Viktor workers on server are unreliable

Johan · 9 January 2023 13:18

For multiple apps we use workers on our server.
Now, over the past months we’ve been adjusting settings according to multiple scenarios where the workers don’t (properly) start on server restarts.
It is now down to the point where we cant trust the workers running properly, and thus one of us checks the server daily.

We reïnstalled the workers, allowing them to set-up new tasks (while deleting the workers and tasks before this).
We have used the trigger on the system start or on user logon, we’ve tried starting the workers with or without prompt but everytime (after weeks) suddenly a restart of the server messes this up.

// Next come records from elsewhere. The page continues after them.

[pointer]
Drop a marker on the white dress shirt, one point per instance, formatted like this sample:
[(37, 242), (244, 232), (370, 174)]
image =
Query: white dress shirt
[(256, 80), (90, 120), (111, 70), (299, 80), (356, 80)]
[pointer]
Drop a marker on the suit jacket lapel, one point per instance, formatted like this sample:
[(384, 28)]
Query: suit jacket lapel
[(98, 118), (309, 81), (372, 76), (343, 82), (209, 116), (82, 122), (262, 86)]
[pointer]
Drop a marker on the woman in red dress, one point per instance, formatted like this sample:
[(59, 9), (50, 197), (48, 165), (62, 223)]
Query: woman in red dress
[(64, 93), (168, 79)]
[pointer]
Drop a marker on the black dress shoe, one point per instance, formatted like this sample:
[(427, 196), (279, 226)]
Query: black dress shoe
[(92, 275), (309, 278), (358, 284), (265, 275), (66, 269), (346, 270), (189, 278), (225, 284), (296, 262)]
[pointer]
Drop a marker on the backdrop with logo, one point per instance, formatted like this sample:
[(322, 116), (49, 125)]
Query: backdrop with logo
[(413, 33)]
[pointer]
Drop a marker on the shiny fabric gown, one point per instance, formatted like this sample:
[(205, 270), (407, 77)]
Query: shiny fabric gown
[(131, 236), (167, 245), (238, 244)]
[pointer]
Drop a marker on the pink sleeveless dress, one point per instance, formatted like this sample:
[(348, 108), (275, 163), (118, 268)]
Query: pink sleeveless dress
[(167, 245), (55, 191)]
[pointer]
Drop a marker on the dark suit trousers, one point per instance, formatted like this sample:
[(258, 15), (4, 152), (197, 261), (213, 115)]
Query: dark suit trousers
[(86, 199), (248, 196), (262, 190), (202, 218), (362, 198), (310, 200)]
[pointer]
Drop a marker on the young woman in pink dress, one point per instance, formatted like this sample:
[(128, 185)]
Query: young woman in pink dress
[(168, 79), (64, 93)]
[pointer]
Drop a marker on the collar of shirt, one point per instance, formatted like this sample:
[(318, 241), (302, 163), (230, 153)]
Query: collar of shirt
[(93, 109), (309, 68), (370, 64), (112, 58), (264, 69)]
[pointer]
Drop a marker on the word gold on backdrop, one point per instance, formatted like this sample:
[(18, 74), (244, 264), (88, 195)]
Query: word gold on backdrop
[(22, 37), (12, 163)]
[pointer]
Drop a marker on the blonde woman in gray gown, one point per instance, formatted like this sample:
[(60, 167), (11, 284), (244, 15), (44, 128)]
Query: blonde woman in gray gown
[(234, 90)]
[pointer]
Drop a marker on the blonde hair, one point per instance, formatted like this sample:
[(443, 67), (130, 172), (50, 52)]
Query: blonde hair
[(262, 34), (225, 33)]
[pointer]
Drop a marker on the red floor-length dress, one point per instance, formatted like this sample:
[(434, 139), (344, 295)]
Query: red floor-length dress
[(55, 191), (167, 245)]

Daniel Sommers works with us for a while, and once i mentioned this to him, he thought to remember more companies having trouble with this very issue. I would like to find a robust and reliable solution.
One solution i see is using a 3rd party application, which might offer more options or;

One thing to keep in mind is that our ICT currently doesn’t allow a server account to be loged on automatically on a server restart. Luckily Task Scheduler has a option (“uitvoeren ongeacht of gebruiker wel of niet is aangemeld”), the worker then is started without prompt. The viktor UI shows geen icons for “Status van integraties”, maar bij werkelijk gebruik van de workers reageren ze totaal niet.

Ik hoor graag wat jullie hiervoor als oplossingen kennen?

Daniel · 11 January 2023 09:56

Johan and I are in contact over internal actions to take at his organization in order to solve these issues. I will keep this thread updated if any findings are potentially applicable for other users

rkg · 18 January 2023 11:54

Could it also be possible that the connection between a worker and the platform is lost without any of them knowing?
We noticed some strange behavior with local workers after a short internet outage. The platform still thought the worker was connected, but when a job was send to it, nothing showed in the worker-console. Didn’t do any further investigation then, as a restart of the worker quickly solved the issue.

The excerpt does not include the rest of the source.